Having ticked that off my list of things to do at SSP, it was then time for the talent show. I
was blown away as I heard magnificent melodies, 315 digits of pi, the capitals of
countries I had to google to check their existence. Every passing second was cherished,
and everyone was aware of the intangible perception of six weeks. From the second
week onwards, I felt like I had lived on campus with the same people for years, but time
still seemed to pass faster than we could take it all in. Now, that lesson on special
relativity made perfect sense!

Then it was time for pictures, the official final picture, and the pictures of previous groups
I saw daily as I opened my SSP application. The photoshoot transitioned to a nostalgic
“The Last Supper” (credits to our TA, Lucy), a final dinner sitting around a table having
had the most bizarre and deepest conversations around the cafeteria’s famous fries; my
table took a trip down memory lane list our favourite and least favourite SSP things.
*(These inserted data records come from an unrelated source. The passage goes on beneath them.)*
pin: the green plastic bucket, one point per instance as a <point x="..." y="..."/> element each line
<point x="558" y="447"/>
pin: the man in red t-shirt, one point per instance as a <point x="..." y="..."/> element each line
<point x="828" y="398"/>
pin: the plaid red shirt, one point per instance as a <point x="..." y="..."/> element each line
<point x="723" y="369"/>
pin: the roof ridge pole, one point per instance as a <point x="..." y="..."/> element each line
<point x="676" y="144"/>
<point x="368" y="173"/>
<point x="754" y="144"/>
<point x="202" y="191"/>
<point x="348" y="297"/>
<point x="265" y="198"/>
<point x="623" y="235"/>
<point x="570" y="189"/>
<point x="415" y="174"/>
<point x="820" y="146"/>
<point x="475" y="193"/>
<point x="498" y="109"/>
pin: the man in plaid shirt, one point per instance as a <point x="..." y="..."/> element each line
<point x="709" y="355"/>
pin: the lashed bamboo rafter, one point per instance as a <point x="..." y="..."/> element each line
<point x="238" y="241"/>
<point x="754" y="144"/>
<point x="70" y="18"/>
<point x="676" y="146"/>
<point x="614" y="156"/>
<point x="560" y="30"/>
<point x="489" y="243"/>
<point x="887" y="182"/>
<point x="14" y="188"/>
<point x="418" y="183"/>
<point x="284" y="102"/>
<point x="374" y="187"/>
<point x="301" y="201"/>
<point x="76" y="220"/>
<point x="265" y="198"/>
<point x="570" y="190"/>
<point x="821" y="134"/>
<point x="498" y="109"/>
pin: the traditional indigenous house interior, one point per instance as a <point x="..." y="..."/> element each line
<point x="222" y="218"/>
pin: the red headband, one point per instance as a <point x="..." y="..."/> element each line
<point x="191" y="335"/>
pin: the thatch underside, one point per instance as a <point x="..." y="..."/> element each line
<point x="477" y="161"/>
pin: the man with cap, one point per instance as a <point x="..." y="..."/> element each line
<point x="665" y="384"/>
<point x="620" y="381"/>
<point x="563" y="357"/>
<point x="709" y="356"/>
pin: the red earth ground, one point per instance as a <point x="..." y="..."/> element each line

Following this, the scenes began to shift faster and faster as we spent quality time with
ice cream, pizza pockets, movies, and karaoke. Yelling and scream singing “Country
Roads” and many others as we competitively slapped the table playing cards (yes, the
miniature deck), I reminisced on the times we did the same on our way back from every
field trip. UNC had become home with astrophysics SSP. We helped each other, by
which I mean trauma, bonded over syntax errors while debugging, and pushed each
other to be the best versions of ourselves, all in six short weeks (or in the five years it felt
like we had been there). Everyone affirmed that this would not be the end of SSP, simply
a new beginning. But it was hard to believe that nothing from these six weeks would be
different moving forward— moving on to more sleep every day. With the weight of
departure hanging heavy over us, most of us took this opportunity to engage in very
intellectual conversations and a very intellectually created sport of Squash-Minton
(squash against the dorm walls but with badminton equipment). As we switched out the
losing opponent in an infinite loop, and just for one more point as if that would be it, the
deciding point, we went on as long as we heard conversion coming from the lounge.
Intellectual curiosity overcoming SSP’s Squash-Minton team, we joined the timeless
conversation with our lovely TAs (definitely before it was “suggested” curfew time). After
all, conversations like these made SSP special and so hard to leave the next day.